Andrews Cooper Product Development Strategy

Creating the Best Possible Product Development Strategy

Developing a new product is a major investment frequently made at a time when available funding is limited.

Selecting the best possible development strategy involves engineering and business trade-offs that can have significant impact on development costs, product costs, product features, and time to market. “Best” means that the plan achieves an optimal balance across all of the project’s key success criteria. “Possible” means that the plan fits within the hard project constraints like budget, scope, and time to market.

Most engineering organizations skip the critical step of aligning the development approach with the business situation. This article explains why this step is so important and how to do it well.

INTRODUCTION

Developing a new product is a major investment often made at a time when available funding is highly constrained. Every penny should be spent wisely.

Parkinson’s law reminds us that work expands to fill the time available. So as you approve the proposed engineering budget, you are pretty sure that it will not cost less, yet it could end up costing more.

  • You wonder if the initial estimates were less conservative, could the development project have cost less?
  • Did the engineering team make the right trade-offs for your business situation?
  • Are there opportunities to reduce development costs by leveraging existing solutions, or eliminating or delaying less-critical product features and functions?
  • Is there a better approach that tolerates more development cost and schedule risks, but also offers significant potential for lower costs and shorter time to market?

The missing link in most product engineering plans is alignment with the business priorities, concerns, constraints and areas of flexibility. Leveraging product strategy flexibility can reduce development costs and schedules. But in the typical situation, engineering doesn’t know enough about the business situation and product strategists don’t understand the engineering development trade-offs well enough.

This article is all about aligning the product development strategies with the business situation to create the best possible development approach.
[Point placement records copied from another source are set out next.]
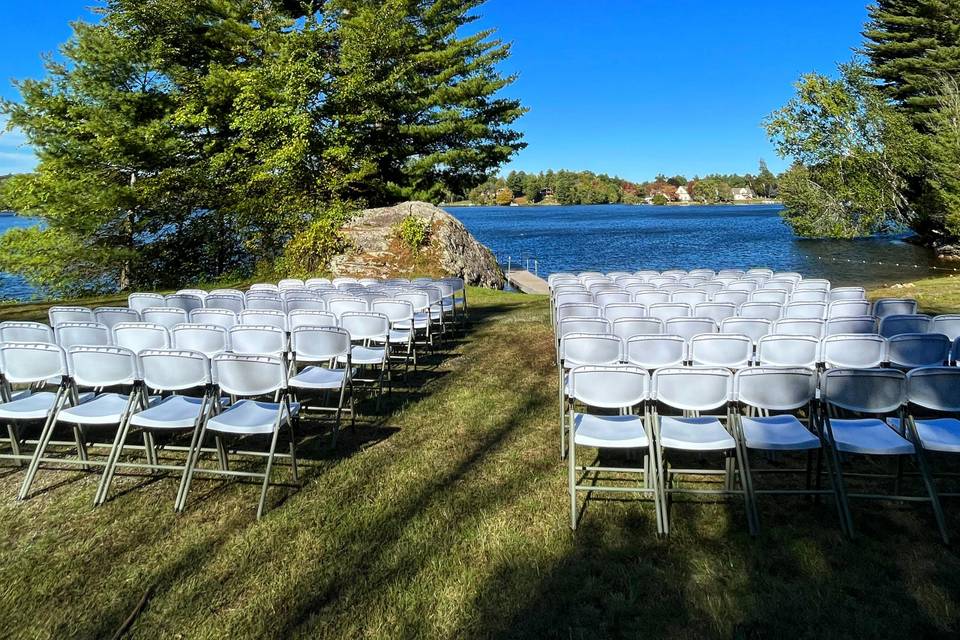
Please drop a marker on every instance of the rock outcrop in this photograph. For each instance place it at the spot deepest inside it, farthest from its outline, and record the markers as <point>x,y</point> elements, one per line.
<point>450,250</point>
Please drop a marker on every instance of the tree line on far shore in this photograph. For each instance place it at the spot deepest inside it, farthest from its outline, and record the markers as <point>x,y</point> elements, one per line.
<point>586,187</point>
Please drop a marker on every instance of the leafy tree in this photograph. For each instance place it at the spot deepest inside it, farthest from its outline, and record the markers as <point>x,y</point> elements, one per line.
<point>911,44</point>
<point>851,149</point>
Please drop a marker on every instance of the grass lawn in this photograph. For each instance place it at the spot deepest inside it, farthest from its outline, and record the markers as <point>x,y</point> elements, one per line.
<point>447,518</point>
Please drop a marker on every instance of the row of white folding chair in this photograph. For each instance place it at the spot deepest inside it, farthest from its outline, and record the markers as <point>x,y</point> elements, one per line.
<point>879,398</point>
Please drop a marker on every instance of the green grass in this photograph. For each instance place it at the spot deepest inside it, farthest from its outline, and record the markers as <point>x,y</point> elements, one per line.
<point>447,518</point>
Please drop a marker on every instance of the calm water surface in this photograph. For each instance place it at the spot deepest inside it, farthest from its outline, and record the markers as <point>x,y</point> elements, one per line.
<point>14,287</point>
<point>624,237</point>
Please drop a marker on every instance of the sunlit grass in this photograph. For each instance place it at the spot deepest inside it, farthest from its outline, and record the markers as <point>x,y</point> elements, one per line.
<point>448,518</point>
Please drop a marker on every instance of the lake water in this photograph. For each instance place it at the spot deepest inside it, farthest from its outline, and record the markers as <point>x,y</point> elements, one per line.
<point>14,287</point>
<point>624,237</point>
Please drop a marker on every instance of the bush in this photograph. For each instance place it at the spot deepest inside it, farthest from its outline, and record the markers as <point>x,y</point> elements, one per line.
<point>413,232</point>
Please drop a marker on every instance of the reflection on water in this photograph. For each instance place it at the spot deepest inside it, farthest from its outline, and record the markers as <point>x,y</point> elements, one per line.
<point>622,237</point>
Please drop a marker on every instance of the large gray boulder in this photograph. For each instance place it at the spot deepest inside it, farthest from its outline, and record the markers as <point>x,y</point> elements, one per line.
<point>376,251</point>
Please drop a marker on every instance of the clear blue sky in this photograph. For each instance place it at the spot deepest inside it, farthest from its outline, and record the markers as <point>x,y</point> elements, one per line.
<point>626,87</point>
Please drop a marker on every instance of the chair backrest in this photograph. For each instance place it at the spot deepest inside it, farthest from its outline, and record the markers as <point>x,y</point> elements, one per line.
<point>166,316</point>
<point>778,296</point>
<point>262,303</point>
<point>756,328</point>
<point>186,301</point>
<point>305,318</point>
<point>102,366</point>
<point>174,369</point>
<point>208,339</point>
<point>648,298</point>
<point>111,316</point>
<point>71,334</point>
<point>935,388</point>
<point>689,327</point>
<point>809,310</point>
<point>848,293</point>
<point>319,344</point>
<point>59,315</point>
<point>892,325</point>
<point>799,327</point>
<point>853,351</point>
<point>20,331</point>
<point>32,362</point>
<point>848,308</point>
<point>610,387</point>
<point>853,324</point>
<point>884,307</point>
<point>304,304</point>
<point>655,351</point>
<point>138,336</point>
<point>219,316</point>
<point>716,311</point>
<point>589,348</point>
<point>365,325</point>
<point>767,310</point>
<point>788,351</point>
<point>775,388</point>
<point>626,328</point>
<point>249,375</point>
<point>583,325</point>
<point>721,350</point>
<point>232,302</point>
<point>909,350</point>
<point>948,325</point>
<point>693,388</point>
<point>669,310</point>
<point>142,301</point>
<point>276,319</point>
<point>257,340</point>
<point>875,391</point>
<point>733,297</point>
<point>810,295</point>
<point>616,310</point>
<point>689,296</point>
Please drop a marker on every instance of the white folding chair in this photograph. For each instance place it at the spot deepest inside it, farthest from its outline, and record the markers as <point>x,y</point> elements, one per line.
<point>248,377</point>
<point>184,379</point>
<point>773,396</point>
<point>708,391</point>
<point>95,368</point>
<point>620,388</point>
<point>879,394</point>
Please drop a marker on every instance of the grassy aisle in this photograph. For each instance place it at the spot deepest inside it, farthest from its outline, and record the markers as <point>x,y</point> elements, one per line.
<point>448,519</point>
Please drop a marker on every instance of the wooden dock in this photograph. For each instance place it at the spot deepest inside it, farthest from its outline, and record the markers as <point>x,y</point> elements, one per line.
<point>523,280</point>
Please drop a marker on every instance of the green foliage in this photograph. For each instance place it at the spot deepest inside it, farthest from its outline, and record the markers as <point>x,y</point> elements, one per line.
<point>911,44</point>
<point>414,232</point>
<point>184,139</point>
<point>308,253</point>
<point>852,150</point>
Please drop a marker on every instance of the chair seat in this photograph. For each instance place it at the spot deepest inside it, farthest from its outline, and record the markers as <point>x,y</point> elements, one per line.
<point>366,355</point>
<point>106,408</point>
<point>778,433</point>
<point>694,434</point>
<point>318,378</point>
<point>173,412</point>
<point>937,434</point>
<point>869,436</point>
<point>621,432</point>
<point>248,417</point>
<point>32,406</point>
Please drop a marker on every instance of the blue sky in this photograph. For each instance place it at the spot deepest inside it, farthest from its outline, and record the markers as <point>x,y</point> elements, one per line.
<point>625,87</point>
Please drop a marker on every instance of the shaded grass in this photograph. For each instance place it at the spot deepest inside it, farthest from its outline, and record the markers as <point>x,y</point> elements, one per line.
<point>447,518</point>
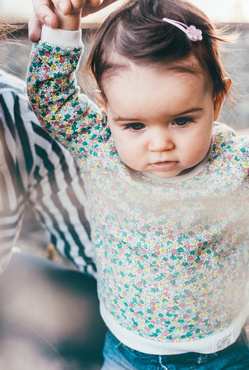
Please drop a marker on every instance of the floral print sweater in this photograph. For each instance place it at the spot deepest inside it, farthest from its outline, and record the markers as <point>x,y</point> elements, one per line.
<point>172,255</point>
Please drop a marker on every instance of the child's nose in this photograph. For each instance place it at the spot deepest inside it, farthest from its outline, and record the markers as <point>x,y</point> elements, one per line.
<point>160,141</point>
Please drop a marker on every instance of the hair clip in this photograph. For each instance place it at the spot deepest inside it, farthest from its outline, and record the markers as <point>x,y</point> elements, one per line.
<point>192,33</point>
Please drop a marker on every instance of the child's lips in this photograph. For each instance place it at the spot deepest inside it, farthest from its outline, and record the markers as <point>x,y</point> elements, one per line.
<point>164,166</point>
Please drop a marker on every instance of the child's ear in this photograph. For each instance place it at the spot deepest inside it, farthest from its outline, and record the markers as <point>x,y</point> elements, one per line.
<point>219,99</point>
<point>99,98</point>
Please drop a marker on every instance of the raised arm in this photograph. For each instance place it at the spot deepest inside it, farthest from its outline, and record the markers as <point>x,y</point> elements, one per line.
<point>69,117</point>
<point>45,13</point>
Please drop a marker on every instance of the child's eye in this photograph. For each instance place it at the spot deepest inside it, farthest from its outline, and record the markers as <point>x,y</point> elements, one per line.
<point>136,126</point>
<point>182,121</point>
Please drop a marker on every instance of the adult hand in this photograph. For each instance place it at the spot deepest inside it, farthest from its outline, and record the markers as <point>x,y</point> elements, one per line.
<point>46,12</point>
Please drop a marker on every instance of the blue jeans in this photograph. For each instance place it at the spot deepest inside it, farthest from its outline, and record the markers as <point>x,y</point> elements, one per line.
<point>117,356</point>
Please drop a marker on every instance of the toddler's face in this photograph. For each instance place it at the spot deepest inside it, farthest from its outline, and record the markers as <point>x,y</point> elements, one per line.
<point>161,118</point>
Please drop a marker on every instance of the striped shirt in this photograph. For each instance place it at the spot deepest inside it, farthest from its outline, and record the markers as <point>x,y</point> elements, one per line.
<point>37,172</point>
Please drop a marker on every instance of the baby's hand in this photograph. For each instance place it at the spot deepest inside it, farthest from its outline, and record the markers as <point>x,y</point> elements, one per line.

We start with the basic industry-standard phased product development model. Then we detail the trade-offs available and how they impact product development cost, schedule, scope and risk. Finally, we outline a process for business and engineering leaders to work together to achieve alignment.

Andrews-Cooper specializes in product development – both consumer products and medical devices. We work closely with our clients to determine how to adapt our product development approaches to meet their business needs and to deliver extraordinary value.

Phased Product Development

The Phased Iterative Product Development Model

This section describes the versatile product development model that can be adapted for a wide variety of products. This model has enjoyed widespread use across many industries for decades. It has been used to develop medical devices in compliance with ISO 13485 and FDA 21 CFR 820.30. And it has also been used to develop consumer products in compliance with ISO 9001 and with annual production exceeding millions of units. On the more modest scale, it has also been used to rapidly develop very simple, low-volume, low-cost products.

Iterative Phased Product Development Model

The focus of the Iterative Phased Product Development Model is risk management. During the early Product Definition phases, the team learns about how to best meet customer needs and reduce risks associated with both business ROI and technical feasibility.    During the Product Realization phases, risks are reduced in the engineering designs, and in the development cost and schedule. The Product Manufacturing phases focus on reducing risks associated with consistently producing high-quality products at the lowest costs.

Please refer to the Andrews-Cooper White Paper “Phased Iterative Product Development” for more information about this product development model.

Adapting the Phased Iterative Product Development Model

The Typical Product

It’s fair to say that there is no such thing as a typical consumer product or medical device. The spectrum can span from simple products like a can opener or syringe to products that include the added complexities or electronics and software. Electronics and software can provide functionality not possible otherwise. However, if they can be avoided, the product is going to cost a lot less to develop.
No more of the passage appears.